Çünkü Dr. Süleyman’ın bulunduğu yerde doğru haber vardı. Güneyin savunma stratejisi üzerine yazılar yazar ve Pêşmerge güçlerine seminerler vermeye başlar. Koalisyon güçleri de onun engine savaş tecrübelerinden yararlanmak için karargâhlarına davet eder. Artık Dr. Süleyman ulusal bir sembol olarak görülmeye başlanır. Siyaset, askerlik ve savaş konularında görüşlerine başvurulur. Onlarca eğitim devresi açar yüzlerce Pêşmerge eğitir ve ayrıca operasyonlarda Pêşmerge güçlerinin önünde mayın temizleme görevini yapardı.
Tüm bu çalışmaları sadece ulusallık ve yurtseverlik görevi olarak bilirdi. Hiç bir maddi karşılık beklemez ve almazdı. Çoğu kez kendi maddi imkânları ile Almanya’dan teknik malzeme getirir ve mayın devreleri kurardı. Güneyin Savaş koordinesine düzenli olarak taktık konularda görüşlerini yazılı olarak sunar. Bazı özel askeri birimlerin örgütlenmesine projeleri vardı. Emeklerinin değeri belki o zaman tam anlaşılmadı, fakat etrafında derin bir iz bıraktı. En büyük hayali Birleşik Ulusal bir Kürdistan ordusunu kurmaktı. Bunun için Pêşmerge bakanlığına önerilerde bulunur.

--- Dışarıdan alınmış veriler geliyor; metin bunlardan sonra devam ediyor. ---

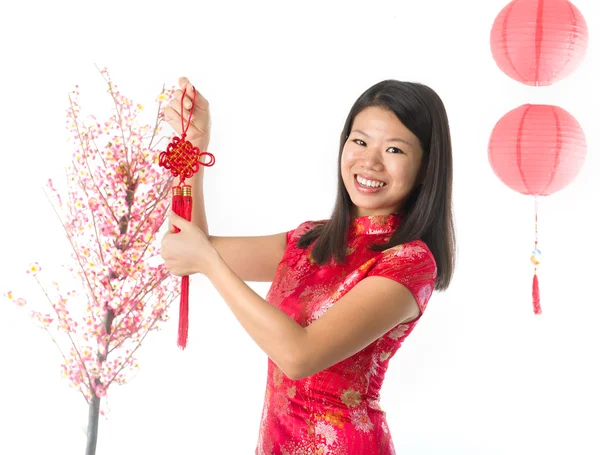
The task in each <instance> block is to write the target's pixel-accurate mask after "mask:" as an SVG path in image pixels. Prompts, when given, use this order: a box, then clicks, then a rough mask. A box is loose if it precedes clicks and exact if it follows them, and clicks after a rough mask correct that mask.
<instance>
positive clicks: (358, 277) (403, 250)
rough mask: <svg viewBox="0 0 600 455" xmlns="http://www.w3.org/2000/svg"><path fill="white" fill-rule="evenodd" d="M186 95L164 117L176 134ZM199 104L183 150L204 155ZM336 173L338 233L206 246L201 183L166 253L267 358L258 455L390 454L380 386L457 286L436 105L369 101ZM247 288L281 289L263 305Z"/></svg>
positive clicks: (425, 87) (170, 109) (321, 226)
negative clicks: (265, 354) (414, 329)
mask: <svg viewBox="0 0 600 455" xmlns="http://www.w3.org/2000/svg"><path fill="white" fill-rule="evenodd" d="M180 85H181V88H182V89H183V88H186V92H187V94H192V93H193V92H192V90H194V89H193V87H192V86H191V84H190V83H189V81H188V80H187V79H185V78H182V79H181V80H180ZM187 94H186V99H185V100H184V106H187V107H188V108H189V107H190V106H191V102H190V98H189V96H188V95H187ZM182 95H183V92H182V90H179V91H178V92H177V96H176V97H175V99H174V100H173V102H172V103H171V105H170V106H169V107H168V108H167V109H166V110H165V117H166V118H167V120H168V121H169V123H170V124H171V125H172V126H173V128H174V129H175V130H176V131H177V132H178V133H180V131H179V130H180V128H181V115H182V114H183V116H184V118H186V119H187V117H188V115H189V111H187V110H185V109H184V112H180V110H181V109H180V104H181V97H182ZM196 97H197V99H196V101H197V104H196V106H195V109H194V112H192V115H193V123H192V125H191V126H190V130H189V131H188V139H190V141H192V142H193V143H194V144H195V145H197V146H198V147H199V148H200V150H201V151H204V150H206V149H207V148H208V145H209V140H210V137H209V136H210V116H209V106H208V102H207V101H206V100H205V99H204V98H203V97H202V96H201V95H200V94H199V93H196ZM338 163H339V166H338V176H337V177H338V194H337V200H336V204H335V208H334V211H333V214H332V216H331V218H330V219H329V220H322V221H307V222H305V223H302V224H301V225H300V226H298V227H297V228H296V229H292V230H290V231H288V232H282V233H280V234H275V235H269V236H263V237H217V236H213V235H209V231H208V225H207V221H206V214H205V209H204V202H203V193H202V180H203V172H204V171H203V169H201V171H200V172H199V173H198V174H197V175H196V176H195V177H194V178H193V179H194V180H193V183H192V184H193V191H194V214H193V217H192V222H191V223H189V222H187V221H185V220H184V219H182V218H181V217H178V216H176V215H174V214H170V218H169V219H170V223H171V224H172V225H174V226H177V227H179V228H180V229H181V232H179V233H176V234H175V233H173V232H169V233H167V234H165V236H164V238H163V241H162V257H163V259H164V260H165V264H166V267H167V268H168V269H169V270H170V271H171V272H172V273H173V274H175V275H178V276H182V275H191V274H194V273H202V274H204V275H206V276H207V277H208V278H209V279H210V281H211V283H212V284H213V285H214V286H215V288H216V289H217V291H218V292H219V293H220V294H221V296H222V297H223V300H224V301H225V302H226V303H227V304H228V305H229V307H230V308H231V311H233V313H234V314H235V316H236V317H237V319H238V320H239V321H240V323H241V324H242V326H243V327H244V328H245V330H246V331H247V332H248V333H249V334H250V336H251V337H252V338H253V339H254V341H255V342H256V343H257V344H258V345H259V346H260V347H261V349H262V350H263V351H264V352H265V353H266V354H267V355H268V357H269V362H268V364H269V366H268V380H267V389H266V395H265V403H264V409H263V413H262V419H261V424H260V431H259V440H258V446H257V449H256V453H257V454H260V455H263V454H265V455H271V454H289V455H293V454H296V455H299V454H329V455H350V454H361V455H369V454H393V453H394V447H393V443H392V437H391V435H390V431H389V428H388V426H387V424H386V419H385V413H384V412H383V410H382V409H381V407H380V405H379V391H380V389H381V386H382V383H383V379H384V375H385V372H386V370H387V367H388V364H389V362H390V360H391V358H392V357H393V356H394V354H395V352H396V351H397V350H398V348H399V347H400V345H401V344H402V342H403V341H404V340H405V339H406V337H407V336H408V335H409V334H410V333H411V332H412V330H413V329H414V327H415V324H416V323H417V321H418V320H419V319H420V317H421V315H422V313H423V311H424V310H425V308H426V306H427V303H428V301H429V298H430V297H431V294H432V293H433V291H434V289H435V290H444V289H446V288H447V287H448V286H449V284H450V280H451V277H452V272H453V269H454V260H455V237H454V227H453V221H452V209H451V195H452V151H451V144H450V133H449V127H448V119H447V116H446V111H445V108H444V105H443V103H442V101H441V100H440V98H439V97H438V96H437V94H436V93H435V92H434V91H433V90H431V89H430V88H429V87H427V86H424V85H422V84H417V83H408V82H400V81H395V80H387V81H383V82H380V83H378V84H376V85H374V86H373V87H371V88H369V89H368V90H367V91H365V92H364V93H363V94H362V95H361V96H360V97H359V98H358V100H357V101H356V102H355V104H354V106H353V107H352V109H351V110H350V113H349V115H348V118H347V119H346V124H345V125H344V128H343V130H342V134H341V140H340V150H339V158H338ZM201 167H202V166H201ZM245 281H268V282H271V281H272V285H271V288H270V290H269V292H268V294H267V296H266V299H263V298H262V297H260V296H259V295H257V294H256V293H255V292H254V291H253V290H252V289H251V288H250V287H248V286H247V285H246V283H245Z"/></svg>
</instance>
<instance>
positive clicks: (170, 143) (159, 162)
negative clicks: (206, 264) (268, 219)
mask: <svg viewBox="0 0 600 455" xmlns="http://www.w3.org/2000/svg"><path fill="white" fill-rule="evenodd" d="M184 98H185V90H184V91H183V95H182V96H181V112H182V113H183V100H184ZM195 104H196V89H194V99H193V100H192V106H191V107H190V117H189V118H188V122H187V126H186V125H184V120H183V116H182V117H181V138H179V137H177V136H175V137H173V139H172V140H171V142H170V143H169V145H167V149H166V151H164V152H162V153H161V154H160V155H159V157H158V163H159V165H160V166H162V167H164V168H165V169H166V170H168V171H171V174H172V175H173V177H179V185H177V186H174V187H173V195H172V201H171V208H172V209H173V212H175V213H176V214H177V215H179V216H181V217H183V218H184V219H186V220H187V221H191V219H192V187H191V186H190V185H185V184H184V182H185V179H187V178H190V177H192V176H193V175H194V174H195V173H196V172H198V170H200V165H203V166H212V165H213V164H215V157H214V155H213V154H212V153H209V152H202V153H200V150H199V149H198V147H194V145H192V143H191V142H189V141H187V140H186V139H185V136H186V133H187V130H188V128H189V127H190V120H191V117H192V111H193V109H194V105H195ZM203 156H208V158H209V160H208V162H206V163H205V162H203V161H202V157H203ZM174 230H175V232H179V228H177V227H175V228H174ZM189 288H190V277H189V276H184V277H181V295H180V301H179V330H178V335H177V345H178V346H179V347H180V348H181V349H185V347H186V345H187V338H188V319H189V316H188V312H189Z"/></svg>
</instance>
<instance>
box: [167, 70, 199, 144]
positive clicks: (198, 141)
mask: <svg viewBox="0 0 600 455" xmlns="http://www.w3.org/2000/svg"><path fill="white" fill-rule="evenodd" d="M184 89H185V97H184V99H183V112H182V110H181V98H182V97H183V91H184ZM194 90H195V89H194V87H193V86H192V84H191V83H190V81H189V80H188V78H187V77H181V78H179V90H176V91H175V94H174V97H173V100H172V101H171V102H170V103H169V105H168V106H166V107H165V108H164V109H163V114H164V116H165V120H166V121H167V123H168V124H169V125H171V127H172V128H173V129H174V130H175V131H176V132H177V134H178V135H179V136H180V137H181V121H182V117H183V125H184V126H186V125H187V123H188V119H189V118H190V107H191V106H192V100H193V99H194ZM191 114H192V117H191V123H190V126H189V128H188V130H187V133H186V139H187V140H188V141H190V142H191V143H192V144H193V145H195V146H196V147H198V148H199V149H200V151H201V152H205V151H206V149H207V148H208V143H209V142H210V110H209V106H208V101H207V100H206V98H204V97H203V96H202V95H201V94H200V92H198V91H197V90H196V104H195V105H194V109H193V110H192V112H191Z"/></svg>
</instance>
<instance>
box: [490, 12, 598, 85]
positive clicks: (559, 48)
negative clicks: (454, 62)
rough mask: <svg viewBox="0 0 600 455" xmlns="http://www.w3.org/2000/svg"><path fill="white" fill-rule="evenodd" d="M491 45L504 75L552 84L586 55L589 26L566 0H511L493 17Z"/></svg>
mask: <svg viewBox="0 0 600 455" xmlns="http://www.w3.org/2000/svg"><path fill="white" fill-rule="evenodd" d="M490 45H491V49H492V56H493V57H494V60H495V61H496V64H497V65H498V67H499V68H500V69H501V70H502V71H503V72H504V73H505V74H506V75H507V76H509V77H511V78H512V79H514V80H516V81H519V82H522V83H523V84H527V85H533V86H539V85H551V84H553V83H554V82H556V81H559V80H561V79H564V78H565V77H567V76H569V75H570V74H571V73H572V72H573V71H574V70H575V69H576V68H577V67H578V66H579V64H580V63H581V61H582V60H583V58H584V57H585V53H586V51H587V45H588V28H587V24H586V22H585V19H584V17H583V15H582V14H581V13H580V12H579V10H578V9H577V8H576V7H575V6H574V5H573V4H572V3H570V2H569V1H568V0H513V1H512V2H511V3H509V4H508V5H507V6H506V7H505V8H504V9H503V10H502V11H501V12H500V14H498V16H497V17H496V19H495V21H494V24H493V26H492V32H491V36H490Z"/></svg>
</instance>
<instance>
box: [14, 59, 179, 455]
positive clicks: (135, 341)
mask: <svg viewBox="0 0 600 455" xmlns="http://www.w3.org/2000/svg"><path fill="white" fill-rule="evenodd" d="M100 74H101V75H102V77H103V78H104V81H105V83H106V85H107V88H108V90H107V92H108V96H109V97H110V98H111V99H112V104H113V105H114V108H113V109H112V113H111V115H110V116H109V117H108V119H107V120H105V121H103V122H100V121H99V120H97V119H96V117H95V116H93V115H90V116H86V117H85V118H84V115H83V114H82V110H81V106H80V104H79V88H78V86H76V87H75V89H74V90H73V91H72V93H70V94H69V107H68V109H67V129H68V131H69V133H70V137H69V141H70V142H71V143H72V144H73V155H72V162H71V163H70V165H68V166H67V168H66V173H67V182H66V186H65V188H66V190H64V191H59V190H57V188H55V186H54V184H53V181H52V179H50V180H48V183H47V185H46V186H45V192H46V195H47V196H48V198H49V200H50V202H51V204H52V206H53V208H54V210H55V212H56V214H57V218H58V220H59V222H60V223H62V226H63V228H64V232H65V234H66V238H67V240H68V243H69V244H70V247H71V250H72V251H71V253H72V254H71V257H72V263H70V264H65V265H64V266H63V269H64V270H65V271H66V272H67V273H63V274H62V275H61V276H62V278H60V279H56V280H49V279H48V278H45V275H46V274H47V271H45V272H43V273H42V267H41V266H40V264H38V263H34V264H32V265H31V266H30V267H29V269H28V271H27V272H28V273H29V274H30V275H31V278H32V279H33V280H35V282H37V284H38V285H39V288H40V289H41V291H42V292H41V293H40V296H43V297H42V298H40V299H37V300H40V301H35V300H32V299H29V297H28V296H27V297H28V298H27V299H26V298H25V297H23V296H17V295H16V293H15V292H14V291H9V292H7V293H6V294H5V296H6V297H7V298H8V300H10V301H12V302H14V303H15V304H17V305H19V306H22V307H24V308H31V309H30V315H31V317H32V318H33V320H34V321H35V322H36V323H37V324H38V325H39V326H40V327H41V328H42V329H43V330H45V331H46V332H47V333H48V334H49V335H50V338H51V339H52V341H53V342H54V343H55V344H56V346H57V347H58V349H59V350H60V353H61V354H62V365H61V367H62V374H63V376H64V378H65V379H67V380H68V382H69V383H70V385H71V386H72V387H73V388H74V389H75V390H77V391H78V392H79V393H81V395H82V396H83V398H84V399H85V400H86V402H87V403H88V405H89V414H88V429H87V445H86V455H93V454H95V452H96V445H97V437H98V420H99V415H104V414H105V400H103V398H104V397H106V395H107V392H108V389H109V387H110V386H111V385H113V384H125V383H126V382H127V380H128V378H131V375H132V374H133V373H134V372H135V371H136V370H137V369H138V367H139V365H138V361H137V360H136V353H137V351H138V349H139V348H140V347H141V345H142V343H143V341H144V339H145V338H146V336H147V335H148V334H149V333H150V332H152V331H155V330H157V329H159V324H160V323H161V322H163V321H166V320H167V319H168V315H167V309H168V308H169V305H170V304H171V302H173V301H174V300H175V299H176V298H177V297H178V296H179V286H178V282H177V281H176V280H175V279H174V278H173V277H172V275H170V274H169V272H168V271H167V270H166V269H165V268H164V267H163V265H162V261H160V260H157V259H160V258H159V248H158V247H159V245H158V244H157V232H158V231H159V229H160V228H161V226H162V225H163V222H164V221H165V217H166V212H167V210H168V208H169V203H170V196H171V194H170V190H171V186H172V177H171V176H170V175H167V173H166V172H164V170H162V169H161V168H160V167H159V166H158V156H159V153H160V151H161V150H160V149H159V144H160V143H161V142H162V139H164V137H162V136H161V131H162V129H161V127H162V123H163V120H164V119H163V116H162V106H163V105H164V104H165V103H168V102H169V101H170V99H171V98H172V95H173V91H174V89H165V88H164V87H163V89H162V91H161V93H160V94H159V96H158V98H157V100H156V101H157V104H158V111H157V115H156V119H155V121H154V124H153V125H147V124H142V122H141V121H140V116H141V115H140V114H141V113H142V112H143V106H142V105H140V104H134V103H133V102H132V101H131V100H130V99H129V98H127V97H125V96H124V95H123V94H122V93H121V92H119V90H118V89H117V86H116V85H115V84H114V83H113V82H112V80H111V78H110V75H109V73H108V71H107V70H106V69H103V70H101V71H100ZM45 268H46V267H45V266H44V269H45ZM69 281H72V284H73V285H72V286H71V287H68V288H66V286H67V282H69ZM70 284H71V283H69V284H68V285H70ZM44 306H45V308H43V307H44Z"/></svg>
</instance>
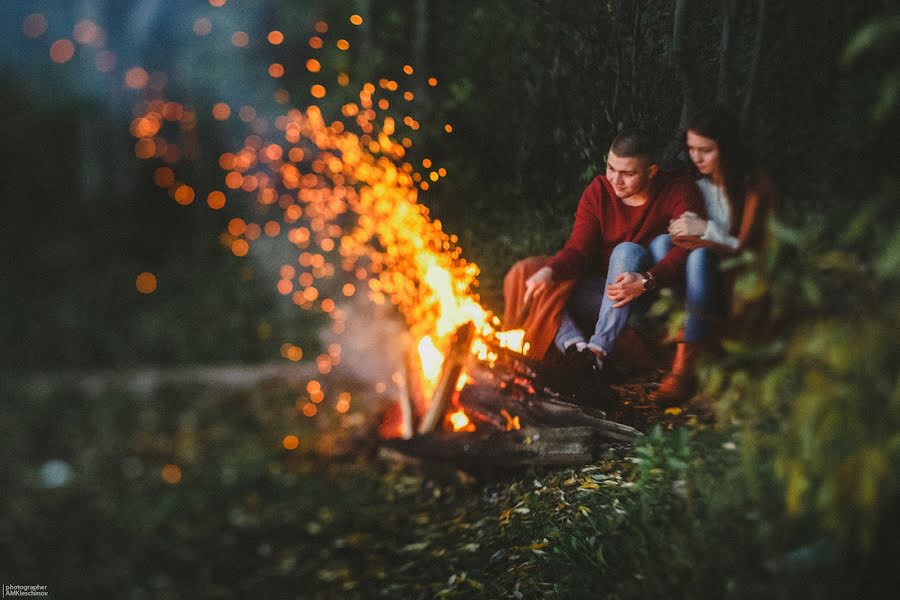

Askeri güçlerin partilerin denetiminden çıkartılıp ulusal bir kurum olan Pêşmerge bakanlığına bağlanması için çaba harcadı. “Bir ülkenin en büyük değeri savunma gücüdür “ diyordu. Ulusal devletleşme olgusuna yaklaşımı; parça devletlerinin kurulmasının imkan dahilinde olduğunu savunurdu.
Güney Kürdistan’daki son görevi sırasında Behşiqa’ya bağlı Tîsxiraba Mezin köyünde mayın patlaması sonucu ağır yaralanır. Kürdistan’da bir şey yapılamayacağı anlaşılınca özel uçakla Almanya’ya gönderilir. Almanya’da 30.10.2016 da şehadete ulaşır. Onun şehadeti, Kürdistan’ın her dört parçasında büyük bir ulusal matem havası yarattı. Kürt halkı büyük bir evladını, generalini ve isyancısını kaybetmişti.
Ama tüm Kürt ulusu bu kahramanın etrafında birleşmişti. Görkemli bir cenaze töreni ile; tek başına çıktığı köyden binlerce insanın omuzlarında döndü, Çilkanî köyün de Kürdistan bayrağının gölgesinde daha önce şehit düşen iki kardeşileri Munzur ( Hasan Çürükkaya, 1991- Çewlik’de şehit düşer) ve Diyar’ın ( Ömer Çürükkaya 1996- Dersim) yanında defn edildi.